India’s Largest Integrated Telecommunications company Airtel and Reliance Jio have announced a comprehensive arrangement to share infrastructure created by both companies, including optic fiber network, towers, submarine cable networks and internet broadband services. The agreement can be extended in the future to cover roaming on 2G, 3G and 4G networks. Airtel’s infrastructure elements reduces RIL-Jio’s time to market its 4G services considerably. Airtel reeling under African Losses would want to lease out excess capacity to a Pure-Play 4G Player like Jio which probably has realized that it has no business case even for the next few years.
How Airtel – Reliance Jio Deal Benefits the Industry & Consumer ?
Airtel would not be keen to open its infrastructure at competitive rates to a player it believes will be disruptive to its bread-and-butter retail wireless business. Reliance Jio’s opex on the infrastructure elements covered by the agreement now cannot be lower than Airtel’s – even parity would demand massive Airtel like scale. This has implications for Reliance Jio’s ability to be price-disruptive in the market.
Impact of Airtel – Reliance Jio Deal on Bharti Infratel
The agreement immediately opens up incremental tenancy potential for Bharti Infratel as Reliance-Jio rolls out its nationwide 4G network over the coming years. These tenancies, at the current average rental reported by Bharti Infratel (the press release categorically states that the pricing under the deal would be at prevailing market rates), could mean an incremental annual revenue and EBITDA.

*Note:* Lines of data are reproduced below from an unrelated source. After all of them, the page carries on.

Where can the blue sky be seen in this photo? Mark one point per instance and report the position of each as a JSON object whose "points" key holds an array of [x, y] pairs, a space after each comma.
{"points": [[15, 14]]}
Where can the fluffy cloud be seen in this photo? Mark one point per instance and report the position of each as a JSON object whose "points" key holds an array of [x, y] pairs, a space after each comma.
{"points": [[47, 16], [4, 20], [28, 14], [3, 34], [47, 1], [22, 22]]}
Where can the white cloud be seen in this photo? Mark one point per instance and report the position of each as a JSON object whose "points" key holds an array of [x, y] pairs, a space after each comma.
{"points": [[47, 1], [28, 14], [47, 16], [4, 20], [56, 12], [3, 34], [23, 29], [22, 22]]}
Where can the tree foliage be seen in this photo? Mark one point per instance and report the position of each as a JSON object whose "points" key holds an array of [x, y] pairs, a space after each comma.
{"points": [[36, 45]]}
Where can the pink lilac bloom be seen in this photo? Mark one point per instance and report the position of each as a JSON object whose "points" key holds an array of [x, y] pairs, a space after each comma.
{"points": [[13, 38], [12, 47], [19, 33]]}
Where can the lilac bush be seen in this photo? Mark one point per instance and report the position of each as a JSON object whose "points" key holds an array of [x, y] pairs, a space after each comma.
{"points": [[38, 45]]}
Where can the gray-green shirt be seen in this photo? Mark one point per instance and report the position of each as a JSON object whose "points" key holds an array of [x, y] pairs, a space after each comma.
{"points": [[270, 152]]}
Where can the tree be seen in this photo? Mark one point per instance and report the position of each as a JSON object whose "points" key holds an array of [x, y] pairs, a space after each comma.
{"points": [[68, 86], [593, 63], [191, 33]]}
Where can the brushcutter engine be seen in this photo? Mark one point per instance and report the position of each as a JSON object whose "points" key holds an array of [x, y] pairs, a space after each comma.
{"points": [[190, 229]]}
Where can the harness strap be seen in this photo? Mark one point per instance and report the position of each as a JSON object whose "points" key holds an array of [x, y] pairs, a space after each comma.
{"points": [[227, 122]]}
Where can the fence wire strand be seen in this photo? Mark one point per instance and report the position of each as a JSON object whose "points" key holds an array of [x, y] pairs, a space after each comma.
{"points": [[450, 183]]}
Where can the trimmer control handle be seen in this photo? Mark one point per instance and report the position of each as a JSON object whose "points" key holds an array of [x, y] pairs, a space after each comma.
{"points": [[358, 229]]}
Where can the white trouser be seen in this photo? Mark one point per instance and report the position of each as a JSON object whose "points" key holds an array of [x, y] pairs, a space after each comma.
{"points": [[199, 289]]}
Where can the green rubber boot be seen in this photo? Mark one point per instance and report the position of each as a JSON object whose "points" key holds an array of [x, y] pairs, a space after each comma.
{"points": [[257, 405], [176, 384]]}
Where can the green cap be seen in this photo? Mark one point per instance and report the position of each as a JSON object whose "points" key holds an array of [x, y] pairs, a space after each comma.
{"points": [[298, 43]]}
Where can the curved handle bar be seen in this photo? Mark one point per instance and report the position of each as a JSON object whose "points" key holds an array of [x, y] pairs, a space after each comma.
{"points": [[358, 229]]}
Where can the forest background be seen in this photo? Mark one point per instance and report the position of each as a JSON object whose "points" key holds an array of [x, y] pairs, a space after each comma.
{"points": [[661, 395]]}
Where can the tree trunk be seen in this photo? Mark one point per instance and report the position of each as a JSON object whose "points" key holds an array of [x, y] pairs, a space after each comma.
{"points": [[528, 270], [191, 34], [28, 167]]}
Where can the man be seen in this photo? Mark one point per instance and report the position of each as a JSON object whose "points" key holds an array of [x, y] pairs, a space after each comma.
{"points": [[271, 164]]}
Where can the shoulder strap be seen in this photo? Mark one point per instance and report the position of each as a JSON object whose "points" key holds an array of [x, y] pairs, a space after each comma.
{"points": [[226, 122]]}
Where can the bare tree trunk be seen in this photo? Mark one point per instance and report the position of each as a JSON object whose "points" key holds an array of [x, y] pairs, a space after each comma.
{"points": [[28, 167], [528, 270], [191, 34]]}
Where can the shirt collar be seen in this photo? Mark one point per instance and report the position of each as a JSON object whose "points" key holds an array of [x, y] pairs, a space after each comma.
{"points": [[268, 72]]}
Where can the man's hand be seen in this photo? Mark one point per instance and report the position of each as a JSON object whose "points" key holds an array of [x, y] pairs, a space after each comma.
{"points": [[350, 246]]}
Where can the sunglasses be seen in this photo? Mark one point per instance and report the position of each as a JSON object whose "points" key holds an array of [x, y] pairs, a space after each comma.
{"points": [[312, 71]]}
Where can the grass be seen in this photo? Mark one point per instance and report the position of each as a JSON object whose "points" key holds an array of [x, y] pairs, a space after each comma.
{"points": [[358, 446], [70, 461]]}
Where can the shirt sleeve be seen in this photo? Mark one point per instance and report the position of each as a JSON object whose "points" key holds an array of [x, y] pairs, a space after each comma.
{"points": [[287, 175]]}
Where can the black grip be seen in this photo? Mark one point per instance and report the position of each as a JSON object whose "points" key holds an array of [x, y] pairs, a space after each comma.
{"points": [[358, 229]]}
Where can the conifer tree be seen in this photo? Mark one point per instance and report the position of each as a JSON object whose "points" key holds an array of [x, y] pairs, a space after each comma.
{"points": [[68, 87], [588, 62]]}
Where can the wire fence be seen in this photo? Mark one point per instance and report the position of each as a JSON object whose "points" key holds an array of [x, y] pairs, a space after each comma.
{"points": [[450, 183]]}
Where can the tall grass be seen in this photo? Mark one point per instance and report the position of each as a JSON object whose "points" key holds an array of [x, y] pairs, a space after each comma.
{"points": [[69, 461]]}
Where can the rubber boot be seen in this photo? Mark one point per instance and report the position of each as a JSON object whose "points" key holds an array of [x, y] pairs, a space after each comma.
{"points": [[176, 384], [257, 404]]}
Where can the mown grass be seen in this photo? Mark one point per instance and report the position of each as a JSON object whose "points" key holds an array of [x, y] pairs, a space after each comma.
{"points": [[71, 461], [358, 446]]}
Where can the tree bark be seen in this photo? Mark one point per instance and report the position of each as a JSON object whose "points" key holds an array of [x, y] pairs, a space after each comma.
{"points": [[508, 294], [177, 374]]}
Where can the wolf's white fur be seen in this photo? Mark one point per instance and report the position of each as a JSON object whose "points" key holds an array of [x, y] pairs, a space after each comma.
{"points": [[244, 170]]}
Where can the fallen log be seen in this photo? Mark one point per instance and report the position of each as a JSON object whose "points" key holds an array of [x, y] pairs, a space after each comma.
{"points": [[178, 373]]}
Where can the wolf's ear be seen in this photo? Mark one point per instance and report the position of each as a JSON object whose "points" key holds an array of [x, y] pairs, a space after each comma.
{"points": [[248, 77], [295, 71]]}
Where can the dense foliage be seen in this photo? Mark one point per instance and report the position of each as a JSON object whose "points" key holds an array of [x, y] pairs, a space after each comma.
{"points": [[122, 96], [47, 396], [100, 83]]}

Negative Impact on Reliance Communications
Reliance Jio managed to squeeze a couple of sweet deals from the distressed Reliance communications first. This deal should curb expectations of further infrastructure-leasing deals between RCom and Reliance Jio.
In a nutshell, we see a different competitive scenario emerging in the next few years in the industry – intense, yet healthy, in a far more consolidated market. We also expect Favorable Regulatory as two deep-pocketed competitors have decided to collaborate, atleast for now. We can now expect more deals between Incumbent and a Challenger, for example – Aircel & Vodafone.
It benefits the Consumers as we can expect to have ubiquitous coverage of at least 2 Mbps broadband in most parts of towns, marks significance IMO, when the US and Korea have graduated to Gigabit broadband networks. Right of Way costs for laying fiber have spiraled in the last few years and a deal of this nature is a win-win for all.